Apache Hadoop users typically build their own parallel computing clusters from commodity servers, each with internal storage, typically in the form of a JBOD arrangement containing six to 12 disks. Hadoop clusters are commonly referred to as shared-nothing architectures because all processing is done in parallel by servers in the cluster that are self-contained processing units. They communicate with one another over a common network, but otherwise do not share any other computing, memory or storage resources within the cluster. External enterprise SAN and NAS systems, while scalable and resilient, are typically too expensive at scale, lack the locality of reference needed for high performance and break the shared-nothing rule. Therefore, Hadoop storage is commonly direct-attached storage embedded within each cluster node.
While still very controversial in Hadoop circles, an increasing number of enterprise Hadoop users are either substituting cluster-internal Hadoop Distributed File System file storage with a cluster-external, data center-grade storage system, or adding such a system as an adjunct for long-term, online archival storage -- also known as an active archive. This feature will focus on external storage systems used as HDFS alternatives. All reviewed systems include data center-grade products available from well-known commercial vendors.
However, before we highlight these HDFS alternatives and their specific capabilities in the context of Hadoop applications, it's important to review some of the reasons for considering Hadoop alternatives:
Analyst Ben Woo discusses the importance of Hadoop in processing big data.
- Inefficient and inadequate data protection and disaster recovery capabilities. HDFS relies on the creation of replicated data copies -- usually three -- at ingest to recover from disk failures, data loss scenarios, loss of connectivity and related outages. While this process does allow a cluster to tolerate disk failure and replacement without an outage, it slows data ingest operations, negatively impacts time to information and still doesn't totally cover data loss scenarios that include data corruption. Shared storage can be used to apply storage system-resident management functions such as data protection, replication for DR and storage tiering to maintain performance while preserving data for longer periods.
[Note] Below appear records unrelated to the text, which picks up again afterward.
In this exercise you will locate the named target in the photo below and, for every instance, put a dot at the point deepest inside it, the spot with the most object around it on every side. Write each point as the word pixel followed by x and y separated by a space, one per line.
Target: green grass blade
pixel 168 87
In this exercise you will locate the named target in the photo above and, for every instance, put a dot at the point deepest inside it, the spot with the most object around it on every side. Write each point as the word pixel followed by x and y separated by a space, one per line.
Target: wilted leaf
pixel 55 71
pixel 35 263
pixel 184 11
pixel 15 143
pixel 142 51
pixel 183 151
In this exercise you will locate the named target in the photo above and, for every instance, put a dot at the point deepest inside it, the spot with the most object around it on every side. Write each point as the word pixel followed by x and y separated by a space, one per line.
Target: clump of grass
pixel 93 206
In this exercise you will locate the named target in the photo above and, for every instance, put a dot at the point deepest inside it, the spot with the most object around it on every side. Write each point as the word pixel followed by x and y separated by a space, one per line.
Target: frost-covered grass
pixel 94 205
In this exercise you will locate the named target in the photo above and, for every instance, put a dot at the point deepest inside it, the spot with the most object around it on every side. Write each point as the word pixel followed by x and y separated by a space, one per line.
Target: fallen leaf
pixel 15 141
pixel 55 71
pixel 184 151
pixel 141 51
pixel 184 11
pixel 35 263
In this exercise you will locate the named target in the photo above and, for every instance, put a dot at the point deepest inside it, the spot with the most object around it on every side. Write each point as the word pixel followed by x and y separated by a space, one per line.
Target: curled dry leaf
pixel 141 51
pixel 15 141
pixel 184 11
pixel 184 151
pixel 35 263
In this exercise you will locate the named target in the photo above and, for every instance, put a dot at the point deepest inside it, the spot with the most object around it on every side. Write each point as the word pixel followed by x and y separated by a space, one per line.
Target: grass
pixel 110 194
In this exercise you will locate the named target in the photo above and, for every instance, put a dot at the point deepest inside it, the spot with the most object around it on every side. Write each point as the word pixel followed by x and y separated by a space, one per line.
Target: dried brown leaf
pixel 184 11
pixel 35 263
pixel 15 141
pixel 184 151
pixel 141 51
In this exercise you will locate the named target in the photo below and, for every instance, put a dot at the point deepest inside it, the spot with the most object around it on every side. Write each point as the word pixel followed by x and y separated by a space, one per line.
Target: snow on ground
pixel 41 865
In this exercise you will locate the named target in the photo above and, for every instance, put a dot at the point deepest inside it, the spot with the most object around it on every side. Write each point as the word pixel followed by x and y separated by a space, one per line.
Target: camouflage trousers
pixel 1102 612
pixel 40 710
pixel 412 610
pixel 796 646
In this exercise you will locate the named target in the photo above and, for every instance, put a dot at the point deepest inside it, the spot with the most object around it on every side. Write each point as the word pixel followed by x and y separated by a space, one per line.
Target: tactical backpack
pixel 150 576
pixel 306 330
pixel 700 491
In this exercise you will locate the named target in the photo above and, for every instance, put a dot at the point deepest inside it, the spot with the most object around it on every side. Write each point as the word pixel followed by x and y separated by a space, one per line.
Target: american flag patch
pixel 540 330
- Inability to disaggregate storage resources from compute resources. Compute and storage are bound together to minimize the distance between processing and data for performance at scale. However, to add data storage capacity, processing and networking resources have to be added, whether they are needed or not. Implementing shared storage allows administrators to scale compute and storage resources independently.
- Data in and out processes can create production issues. Copying data from active data stores can be time-consuming and strain network resources. Perhaps more critically from the standpoint of Hadoop in production, it can lead to data inconsistencies, causing application users to question whether they are querying a single source of the truth. A high-capacity, shared-storage platform -- scale-out NAS, for example -- that supports Hadoop can store applications within the system without having to migrate them from other sources.
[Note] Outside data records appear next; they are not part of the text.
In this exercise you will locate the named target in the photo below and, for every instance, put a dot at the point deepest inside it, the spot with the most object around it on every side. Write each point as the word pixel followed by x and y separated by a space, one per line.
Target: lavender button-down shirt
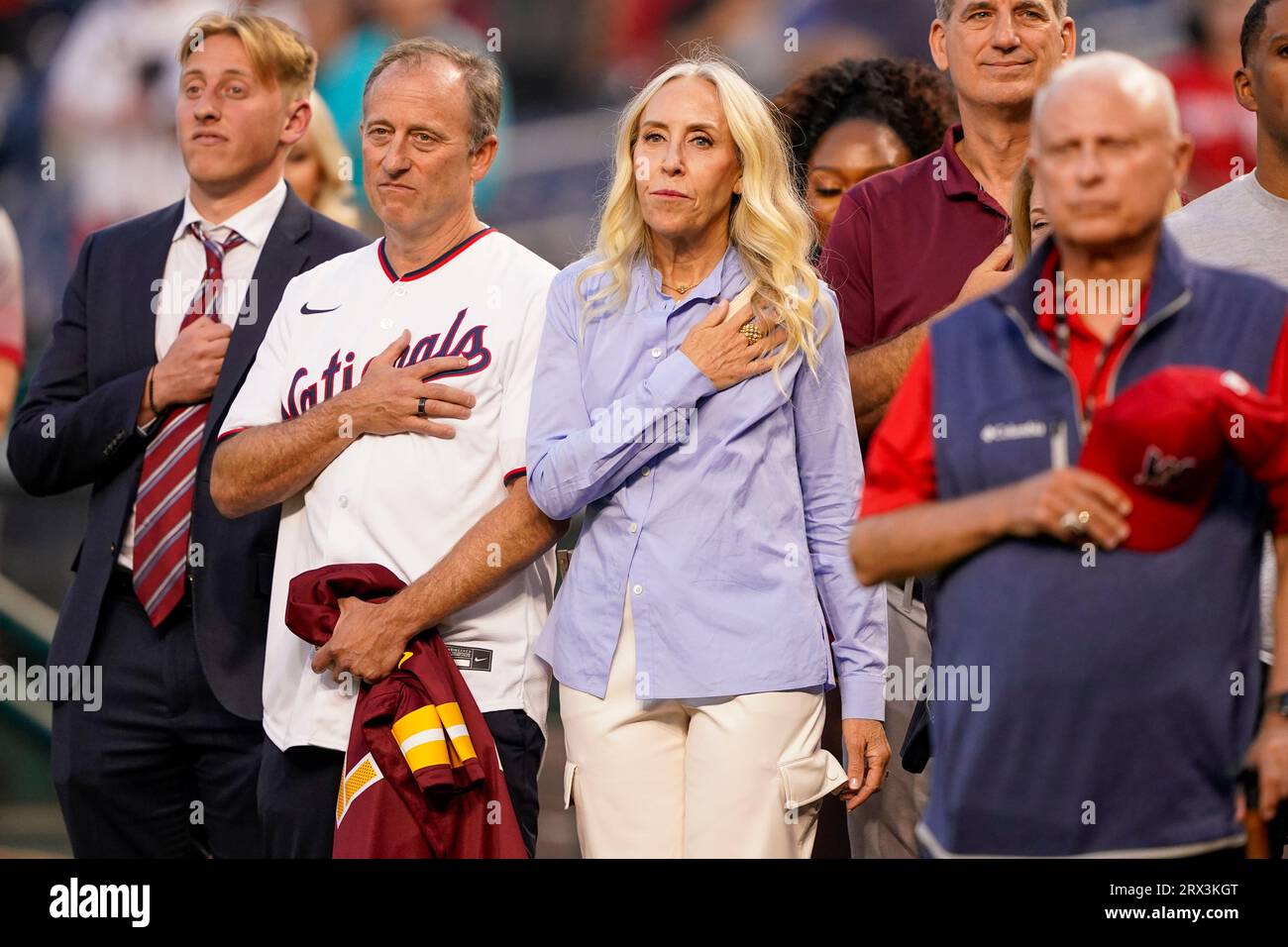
pixel 724 515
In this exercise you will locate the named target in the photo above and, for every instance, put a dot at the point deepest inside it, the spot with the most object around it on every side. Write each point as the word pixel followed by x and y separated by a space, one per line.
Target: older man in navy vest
pixel 1122 678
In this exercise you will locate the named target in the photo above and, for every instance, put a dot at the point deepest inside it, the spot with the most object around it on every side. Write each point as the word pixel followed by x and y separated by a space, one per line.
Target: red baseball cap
pixel 1163 442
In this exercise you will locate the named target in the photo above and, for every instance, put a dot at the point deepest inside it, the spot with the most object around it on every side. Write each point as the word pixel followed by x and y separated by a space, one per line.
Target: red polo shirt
pixel 905 241
pixel 900 467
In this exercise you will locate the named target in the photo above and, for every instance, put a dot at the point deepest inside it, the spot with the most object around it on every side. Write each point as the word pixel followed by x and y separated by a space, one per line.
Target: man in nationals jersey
pixel 334 421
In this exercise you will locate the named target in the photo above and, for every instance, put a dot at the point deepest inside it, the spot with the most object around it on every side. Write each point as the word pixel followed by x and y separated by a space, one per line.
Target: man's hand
pixel 1269 754
pixel 722 354
pixel 868 754
pixel 1069 504
pixel 368 642
pixel 990 275
pixel 189 369
pixel 387 397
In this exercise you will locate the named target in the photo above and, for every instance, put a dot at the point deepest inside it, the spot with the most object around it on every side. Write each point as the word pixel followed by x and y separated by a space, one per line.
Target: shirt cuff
pixel 862 697
pixel 677 381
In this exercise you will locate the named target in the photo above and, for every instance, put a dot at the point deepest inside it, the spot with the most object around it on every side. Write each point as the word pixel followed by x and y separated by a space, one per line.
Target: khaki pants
pixel 725 777
pixel 885 825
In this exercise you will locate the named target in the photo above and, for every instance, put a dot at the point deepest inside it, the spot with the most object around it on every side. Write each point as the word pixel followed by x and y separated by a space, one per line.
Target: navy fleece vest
pixel 1113 719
In addition, storage system vendors offer the following reasons why analytics should be run on shared storage:
- Total cost of ownership gains of 50% or more resulting from reductions in infrastructure needed to support storage capacity, and increased storage efficiency resulting from eliminating the need to create three full copies of data on ingest.
- Increased administrative efficiency by eliminating the need to install, reinstall and update HDFS on each individual node.
- Storage and management functions are off-loaded from the Hadoop processing cluster to the storage system -- multiple benefits include data protection, tiered storage, snapshots and security.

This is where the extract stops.